تصميم وتقييم منصّة تعليميّة ذكيّة قائمة على تقنيات التعلّم المعزّز
Keywords:
Action Scheduling, Agent, Artificial Intelligence, Deep Reinforcement Learning, DQN, Learning Rewards, Q-Learning, Reinforcement Learning, Remote Learning.Abstract
Adaptive online learning can enhance learning rewards and reduce the effort required from students, teachers, and course designers. Reinforcement learning is a promising tool for developing educational strategies, as reinforcement learning models can learn the complex relationships between course components, learner interactions, and achieved outcomes.
This research presents the first reinforcement learning model using real-time scheduling of educational activities for a large online course on electrical circuits and electronic laws, enabling students to understand and analyze circuits, close appropriate interrupters, and place electrical components such as resistors and capacitors in the correct locations to perform calculations of current, voltage, and power through effective learning. Our model learns to identify a series of course activities that maximize learning rewards while minimizing the number of required actions. Using Q-Learning algorithm applied to over 1800 learners, we investigate how this scheduling technique affects learning rewards, dropout rates, and qualitative learner responses. The task of reinforcement learning is to train an agent (the virtual teacher) that interacts with its environment (the electronic circuit interface).
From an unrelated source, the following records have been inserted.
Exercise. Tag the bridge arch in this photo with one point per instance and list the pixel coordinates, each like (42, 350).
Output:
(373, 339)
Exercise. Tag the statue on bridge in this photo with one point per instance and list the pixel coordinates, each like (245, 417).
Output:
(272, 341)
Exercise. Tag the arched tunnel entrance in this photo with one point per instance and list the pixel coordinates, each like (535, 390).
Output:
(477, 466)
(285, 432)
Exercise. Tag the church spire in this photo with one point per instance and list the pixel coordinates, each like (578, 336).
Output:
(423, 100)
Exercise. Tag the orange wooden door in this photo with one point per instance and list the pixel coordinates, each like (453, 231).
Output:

The agent appears in different scenarios defined by states by performing actions (correct placement of components, incorrect placement of components, correct clicks, incorrect clicks, external clicks). We demonstrate that our model produces better learning rewards using fewer educational activities compared to the linear assignment case. It also yields similar learning gains to self-directed navigation while utilizing fewer educational activities and achieving lower dropout rates. The results indicate that the proposed approach achieved high accuracy with a correct click rate for interrupters and proper placement of electronic components by the agent at 92.5%, demonstrating that the system has been learned correctly and accurately. Meanwhile, the error rate for incorrect clicks on interrupters and improper placement of electronic components was only 7.5%, along with clicks in other areas.